In the UK the spring clean that is being urged is a cleaner digital radio before the threatened analogue switch off. It is suggested the UK take a leaf out of the Australian digital radio experience book, where software has held the key to improving noise clean up.
Authors Richard Morris (left) from Signal Broadcast, Wayne Dickson from BTC Pty Ltd (below) , and Paul Harfoot from Rohde & Schwarz note it is "now over 15 years since DAB digital radio switched on in the UK. Cover and listenership has increased steadily since and industry is starting to plan for the DAB Switchover.
"When this happens, major stations will switch off FM services and rely solely on their DAB transmitters. The UK government has stated it will announce the date switchover will occur when certain conditions have been met: that is when 50% of listening is to digital services, and when DAB coverage matches current FM coverage.
Much work is being planned to improve coverage. Industry is planning to increase the power of many existing transmitter sites and to build hundreds of new ones. But this work is expensive. It may also be possible to increase the effective coverage of existing transmitters without altering the radiated power, suggest the authors.
Their study shows the important of MER performance of digital radio transmitters, as a system with a poor MER figure will have an impact on the reception area of radio signals. With modern transmitter designs MER figures greater than 33dB can now be achieved, generating a more robust signal and providing better in building coverage .
Digital radio coverage is limited by noise. It is the carrier to noise ratio at the receiver which determines if the audio content can be decoded. If the received signal is above a certain threshold the receiver can perfectly recreate the transmitted signal. If the signal is below that threshold it is rapidly degraded. It is desirable to reduce the amount of noise in the system.
The authors record that in 2009 Commercial Radio Australia commissioned high power digital radio transmitters in five major cities. Using the conventional “shoulder measurement” the on-air transmitter performance looked satisfactory with a shoulder height exceeding 37dB. However, when the output was monitored a different picture emerged.
The results obtained using the Rohde Schwarz (right) an ETL script shows that the transmitted signal contains a significant amount of phase noise, even though the shoulder height measurement would not suggest any problem. The MER varies across the bandwidth of the signal between 23.5dB and 17.5dB with an RMS figure of 19.8dB.
Any phase noise present in the transmitted signal will have an effect on receiver performance – and this can be shown graphically in the loss of margin available to cope with incoming interference when phase noise is present in the transmitted signal.
The effect of MER on reception varies with the carrier to noise requirements of the receiver which in turn depends on the quality of the transmission path. In a Gaussian channel, the DAB receiver only requires a signal to noise ratio of 8dB. In a complex reception environment with significant multipath effects and contributions from many DAB transmitters the carrier to noise requirement increases significantly – with a figure of 15dB required in some cases.

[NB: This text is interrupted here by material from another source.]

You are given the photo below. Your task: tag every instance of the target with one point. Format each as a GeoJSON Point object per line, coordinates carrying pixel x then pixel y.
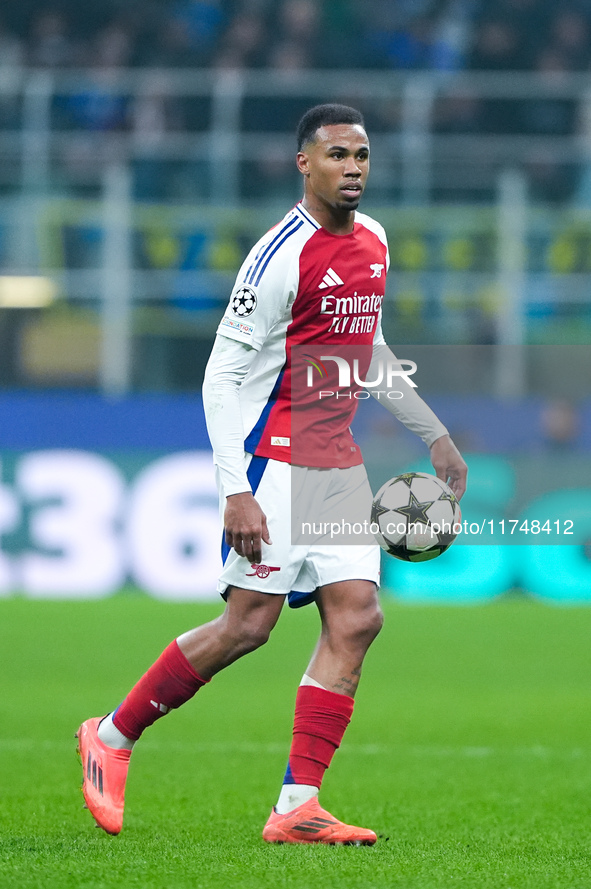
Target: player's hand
{"type": "Point", "coordinates": [245, 525]}
{"type": "Point", "coordinates": [449, 465]}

In the Australian case the poor MER figure resulted in signals less resistant to manmade noise such as generated by electronic items in a home or office environment. In other countries with denser digital radio networks, as the UK, the poor MER figure would result in poorer performance in areas of strong co-channel interference.
With an MER with an RMS value of 19.8dB and with MER figures reducing to 18dB on some carriers, the effect is to erode the margin available to resist co-channel interference by up to 1.7dB overall, and by over 2dB on some carriers. This is enough to have a significant effect on the reception of signals near the edge of coverage.
Fortunately, the issue discovered in Australia was relatively easy to resolve. A software update was developed which considerably improved the performance of the transmitters in service, and the MER was improved to a more acceptable figure of 25.8dB. This result also improves considerably the ability of systems to survive co-channel interference. Perhaps the UK should look to software solutions too.